Dla przeciwstawienia się tej paskudnej aurze coś radosnego.
Kiedy zobaczyłam na blogu by_giraffe Elmo od razu pomyślałam o wielkiej miłośniczce tego czerwonego potwora, mojej córci.
Jak to u mnie, nie od razu się za niego zabrałam. Kiedy w końcu znalazłam czas wygrzebałam czerwoną włóczkę i zaczęłam dziergać. Zrobiłam główkę i przy nosku zaczęły się schody... Ciągle wydawał mi się nieodpowiedniego kształtu i wielkość mi nie pasowała. Robiłam, przymierzałam, wyrzucałam i zabierałam się za następny. Zmieniałam włóczki, ilość oczek... Zrobiłam ich chyba z siedem. To samo było z oczkami. Wciąż były albo za małe albo za duże. Potrwało zanim byłam w miarę zadowolona z nosa i oczu i mogłam przyszyć je do twarzy.
Potem powstały kolejne części ciała. W końcu wszystko pozszywałam. Spojrzałam na mojego tworka i pomyślałam "nie, bez kudełków to jakoś nie tak..." I zaczęłam przeplatać kawałki włóczki przez oczka robótki. Zajęło mi to mnóstwo czasu. Potem te kudły wyczesałam i przycinałam... przycinałam... Gotowy Elmo ma 20cm i wygląda tak


i zbliżenie :)

Radość mojej córki, kiedy dostała gotową maskotkę, wynagrodziła mi każdy dzień, każdą minutę jaką jej poświęciłam.

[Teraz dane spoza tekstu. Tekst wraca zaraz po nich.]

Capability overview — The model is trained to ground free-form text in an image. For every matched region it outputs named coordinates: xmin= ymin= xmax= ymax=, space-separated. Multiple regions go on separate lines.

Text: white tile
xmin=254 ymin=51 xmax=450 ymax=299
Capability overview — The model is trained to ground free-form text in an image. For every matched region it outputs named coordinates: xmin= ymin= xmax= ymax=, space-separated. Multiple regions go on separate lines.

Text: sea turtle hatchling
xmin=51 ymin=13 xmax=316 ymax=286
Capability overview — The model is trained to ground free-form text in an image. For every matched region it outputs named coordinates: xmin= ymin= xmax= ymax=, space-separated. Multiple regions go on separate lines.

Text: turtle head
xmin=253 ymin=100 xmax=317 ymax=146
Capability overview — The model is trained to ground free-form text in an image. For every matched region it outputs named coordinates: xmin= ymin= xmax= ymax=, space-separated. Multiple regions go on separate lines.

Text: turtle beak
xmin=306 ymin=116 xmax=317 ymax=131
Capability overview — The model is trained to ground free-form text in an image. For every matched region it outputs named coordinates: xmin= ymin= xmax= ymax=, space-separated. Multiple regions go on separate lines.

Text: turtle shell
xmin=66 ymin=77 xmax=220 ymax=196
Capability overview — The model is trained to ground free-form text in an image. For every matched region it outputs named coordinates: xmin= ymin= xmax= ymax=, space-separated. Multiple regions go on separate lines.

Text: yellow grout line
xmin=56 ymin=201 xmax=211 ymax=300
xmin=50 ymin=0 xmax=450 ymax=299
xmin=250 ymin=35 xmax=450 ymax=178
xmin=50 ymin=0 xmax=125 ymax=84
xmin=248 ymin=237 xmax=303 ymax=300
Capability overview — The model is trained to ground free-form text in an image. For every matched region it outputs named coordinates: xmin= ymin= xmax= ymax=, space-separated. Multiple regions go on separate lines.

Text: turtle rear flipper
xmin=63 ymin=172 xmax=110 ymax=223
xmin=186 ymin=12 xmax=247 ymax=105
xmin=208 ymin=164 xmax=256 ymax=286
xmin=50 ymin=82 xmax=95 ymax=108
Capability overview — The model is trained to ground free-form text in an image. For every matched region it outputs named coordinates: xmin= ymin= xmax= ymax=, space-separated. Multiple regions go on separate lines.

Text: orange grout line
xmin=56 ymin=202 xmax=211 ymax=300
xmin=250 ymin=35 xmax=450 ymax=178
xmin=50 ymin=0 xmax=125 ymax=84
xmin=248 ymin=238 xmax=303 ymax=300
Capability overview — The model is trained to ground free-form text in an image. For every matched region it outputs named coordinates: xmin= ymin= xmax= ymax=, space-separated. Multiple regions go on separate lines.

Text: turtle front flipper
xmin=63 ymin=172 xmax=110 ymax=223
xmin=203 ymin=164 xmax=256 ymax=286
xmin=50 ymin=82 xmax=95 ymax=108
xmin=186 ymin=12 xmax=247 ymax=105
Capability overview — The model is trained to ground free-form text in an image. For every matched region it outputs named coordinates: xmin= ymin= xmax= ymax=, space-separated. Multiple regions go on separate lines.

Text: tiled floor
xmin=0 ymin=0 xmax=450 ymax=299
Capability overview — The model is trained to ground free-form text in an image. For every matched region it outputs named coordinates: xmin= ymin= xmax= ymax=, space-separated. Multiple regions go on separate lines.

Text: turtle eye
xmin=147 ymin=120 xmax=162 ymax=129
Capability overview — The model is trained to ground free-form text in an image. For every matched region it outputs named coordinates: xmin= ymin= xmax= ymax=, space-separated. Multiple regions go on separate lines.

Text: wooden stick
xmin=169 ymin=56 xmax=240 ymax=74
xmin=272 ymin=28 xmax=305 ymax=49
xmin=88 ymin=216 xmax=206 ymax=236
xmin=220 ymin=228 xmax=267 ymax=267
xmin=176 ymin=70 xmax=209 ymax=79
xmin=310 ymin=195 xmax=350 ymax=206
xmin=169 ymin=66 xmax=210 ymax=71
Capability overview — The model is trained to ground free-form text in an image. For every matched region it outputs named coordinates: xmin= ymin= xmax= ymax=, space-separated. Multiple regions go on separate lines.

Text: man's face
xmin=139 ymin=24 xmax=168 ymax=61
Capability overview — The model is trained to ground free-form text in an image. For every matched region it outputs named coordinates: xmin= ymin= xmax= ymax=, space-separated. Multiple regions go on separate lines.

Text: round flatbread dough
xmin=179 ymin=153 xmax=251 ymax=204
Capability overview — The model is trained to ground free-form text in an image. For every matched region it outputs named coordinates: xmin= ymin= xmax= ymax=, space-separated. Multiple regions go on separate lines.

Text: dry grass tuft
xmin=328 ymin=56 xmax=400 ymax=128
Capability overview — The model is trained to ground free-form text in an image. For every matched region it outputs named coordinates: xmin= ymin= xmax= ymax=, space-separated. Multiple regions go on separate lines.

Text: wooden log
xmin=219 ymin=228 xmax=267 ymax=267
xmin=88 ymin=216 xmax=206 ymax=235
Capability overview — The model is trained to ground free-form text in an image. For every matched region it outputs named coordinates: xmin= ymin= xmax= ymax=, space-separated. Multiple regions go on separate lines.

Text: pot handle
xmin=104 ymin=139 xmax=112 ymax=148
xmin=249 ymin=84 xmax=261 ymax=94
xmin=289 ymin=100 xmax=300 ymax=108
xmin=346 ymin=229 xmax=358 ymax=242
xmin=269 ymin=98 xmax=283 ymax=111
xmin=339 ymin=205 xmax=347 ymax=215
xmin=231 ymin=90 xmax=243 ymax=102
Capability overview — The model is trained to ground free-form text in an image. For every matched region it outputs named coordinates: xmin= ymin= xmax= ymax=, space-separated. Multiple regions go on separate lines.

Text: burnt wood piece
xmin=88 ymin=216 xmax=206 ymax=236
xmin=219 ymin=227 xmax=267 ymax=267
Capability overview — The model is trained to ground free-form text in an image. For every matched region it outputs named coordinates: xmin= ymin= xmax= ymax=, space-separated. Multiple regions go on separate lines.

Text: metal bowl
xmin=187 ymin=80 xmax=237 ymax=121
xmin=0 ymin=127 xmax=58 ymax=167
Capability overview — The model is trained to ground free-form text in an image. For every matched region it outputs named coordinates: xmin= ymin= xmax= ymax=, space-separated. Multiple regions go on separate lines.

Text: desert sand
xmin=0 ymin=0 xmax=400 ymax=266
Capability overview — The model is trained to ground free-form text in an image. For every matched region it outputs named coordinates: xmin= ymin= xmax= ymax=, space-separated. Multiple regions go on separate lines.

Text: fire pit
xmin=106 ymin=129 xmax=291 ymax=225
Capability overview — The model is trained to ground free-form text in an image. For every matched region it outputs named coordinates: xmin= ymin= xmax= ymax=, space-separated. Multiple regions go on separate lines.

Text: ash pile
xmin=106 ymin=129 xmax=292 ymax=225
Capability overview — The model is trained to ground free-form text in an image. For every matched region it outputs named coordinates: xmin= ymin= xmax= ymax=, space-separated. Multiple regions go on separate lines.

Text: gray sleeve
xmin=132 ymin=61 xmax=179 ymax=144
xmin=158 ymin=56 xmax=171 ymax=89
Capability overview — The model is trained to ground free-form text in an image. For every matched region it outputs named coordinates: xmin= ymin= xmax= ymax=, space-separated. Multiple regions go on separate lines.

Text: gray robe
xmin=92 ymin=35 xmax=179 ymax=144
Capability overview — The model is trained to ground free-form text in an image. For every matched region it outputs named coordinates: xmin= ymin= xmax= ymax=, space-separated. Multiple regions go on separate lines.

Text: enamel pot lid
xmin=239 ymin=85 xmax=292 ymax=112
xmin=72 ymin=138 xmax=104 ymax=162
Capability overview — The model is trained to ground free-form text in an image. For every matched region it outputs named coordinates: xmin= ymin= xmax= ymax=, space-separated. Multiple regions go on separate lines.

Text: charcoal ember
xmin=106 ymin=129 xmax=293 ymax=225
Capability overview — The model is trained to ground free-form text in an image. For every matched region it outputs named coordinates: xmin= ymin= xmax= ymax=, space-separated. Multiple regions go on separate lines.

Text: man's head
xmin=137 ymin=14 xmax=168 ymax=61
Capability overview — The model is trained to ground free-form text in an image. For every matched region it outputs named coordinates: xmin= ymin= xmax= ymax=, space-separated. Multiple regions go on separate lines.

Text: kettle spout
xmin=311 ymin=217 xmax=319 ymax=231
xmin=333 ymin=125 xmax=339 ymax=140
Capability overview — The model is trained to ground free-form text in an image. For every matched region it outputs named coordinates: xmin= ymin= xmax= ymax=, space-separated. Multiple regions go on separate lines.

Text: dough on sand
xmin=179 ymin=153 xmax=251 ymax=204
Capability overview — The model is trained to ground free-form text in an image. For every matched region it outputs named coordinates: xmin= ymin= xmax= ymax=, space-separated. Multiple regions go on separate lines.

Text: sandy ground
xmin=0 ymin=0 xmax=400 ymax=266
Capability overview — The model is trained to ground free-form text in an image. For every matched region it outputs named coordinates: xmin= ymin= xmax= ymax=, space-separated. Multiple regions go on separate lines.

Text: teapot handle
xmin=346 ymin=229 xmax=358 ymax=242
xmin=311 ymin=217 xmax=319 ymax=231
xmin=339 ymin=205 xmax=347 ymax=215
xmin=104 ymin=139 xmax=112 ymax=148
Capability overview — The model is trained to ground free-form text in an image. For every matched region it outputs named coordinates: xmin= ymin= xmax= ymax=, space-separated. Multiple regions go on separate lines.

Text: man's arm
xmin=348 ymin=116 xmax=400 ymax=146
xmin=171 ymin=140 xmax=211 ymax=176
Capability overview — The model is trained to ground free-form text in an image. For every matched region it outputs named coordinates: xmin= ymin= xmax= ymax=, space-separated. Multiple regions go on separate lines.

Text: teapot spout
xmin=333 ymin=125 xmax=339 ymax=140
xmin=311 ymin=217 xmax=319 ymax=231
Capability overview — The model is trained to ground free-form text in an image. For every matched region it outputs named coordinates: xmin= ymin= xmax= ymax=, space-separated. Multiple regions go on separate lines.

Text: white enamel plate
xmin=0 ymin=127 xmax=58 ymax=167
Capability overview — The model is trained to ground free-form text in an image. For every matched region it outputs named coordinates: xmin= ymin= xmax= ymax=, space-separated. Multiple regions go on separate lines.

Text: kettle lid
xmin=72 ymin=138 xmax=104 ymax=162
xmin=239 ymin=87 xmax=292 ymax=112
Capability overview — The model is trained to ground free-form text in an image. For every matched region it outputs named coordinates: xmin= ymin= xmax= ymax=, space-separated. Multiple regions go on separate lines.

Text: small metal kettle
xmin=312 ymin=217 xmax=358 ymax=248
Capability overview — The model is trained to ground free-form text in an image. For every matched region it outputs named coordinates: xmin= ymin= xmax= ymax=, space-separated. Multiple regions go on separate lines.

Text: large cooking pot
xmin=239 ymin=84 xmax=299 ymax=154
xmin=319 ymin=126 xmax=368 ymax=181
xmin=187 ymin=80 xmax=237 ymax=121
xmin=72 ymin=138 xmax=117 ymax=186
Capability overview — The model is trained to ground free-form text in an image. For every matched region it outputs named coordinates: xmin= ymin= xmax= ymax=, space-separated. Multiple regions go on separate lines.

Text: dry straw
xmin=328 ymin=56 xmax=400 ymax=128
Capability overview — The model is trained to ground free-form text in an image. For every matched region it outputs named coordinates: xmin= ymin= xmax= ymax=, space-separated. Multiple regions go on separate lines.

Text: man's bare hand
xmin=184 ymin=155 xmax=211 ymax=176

Pozdrawiam Was cieplutko w to brzydkie, jesienne popołudnie i BARDZO dziękuję ,że jesteście, zaglądacie i komentujecie moje prace.

niedziela, 3 października 2010

Moja część wymianki z Ines

W piątek, po długich oczekiwaniach, Ines odebrała z poczty króliki,które dla niej uszyłam. Mogę więc je już Wam zaprezentować.
Biedna Agusia bardzo długo oczekiwała na tą przesyłkę. Jakoś tak od od razu pechowo się zaczęło... Najpierw popsuła mi się maszyna, potem się pochorowałam , a na koniec jeszcze ten mój "mały" remont... Na szczęście w końcu dotarły i co najważniejsze spodobały się :)
Wedle życzenia przyszłej właścicielki króliki w kolorze niebieskim. Niestety nie były tak pięknie zapakowane, jak prezent od Ines dla mnie, bo to tylko oklejone pudełko po butach... Gdyby jednak Agusia wiedziała ile naszukałam się papieru w kolorze niebieskim (to jej ulubiony) pewnie by mi wybaczyła :)





To tyle o króliczkach :)

Chciałam Wam jeszcze podziękować za wszystkie wpisy pod postem o diabełku. Znowu poczułam tą siłę, której dodają Wasze komentarze.Tęskniłam za tym :)

sobota, 2 października 2010

Diabeł.

Puk... Puk... Jest tam kto? Strasznie zaniedbuję to miejsce...
Byłam zmuszona do małego remontu, który okazał się być remontem dużym. Nie mogę się uporać z bałaganem i zaległościami jakie powstały w jego trakcie. W między czasie jednak codziennie choć na chwilkę zaglądałam na Wasze blogi. No cóż, już taka masochistka jestem. Wchodzę, oglądam, czytam, a potem wściekam się na siebie. Nie dość, że powstają u Was przecudnej urody dzieła, którym moje twory nigdy nie zdołają dorównać, to jeszcze znajdujecie na wszystko czas! Nie wiem co ja w ogóle robię w tak znakomitym towarzystwie :(
Coś tam jednak stworzyłam. Dziś pokażę Wam diabełka. Zaczęłam go ... Och! Już sama nie pamiętam kiedy! Zrobiłam głowę i tak leżała sobie gdzieś w pudełeczku czekając na resztę ciała. Parę dni temu mój mężu miał imieniny, a że diabełek od początku był tworzony z myślą o nim, postanowiłam go wreszcie skończyć.
Diabeł to niezwykły. Lubi jazdę na rolce ....



i szybkie motocykle...





Niestety...wojenna ścieżka też mu nie obca


Taki z niego czort...

Jak zwykle bardzo dziękuję za wszystkie komentarze i odwiedziny.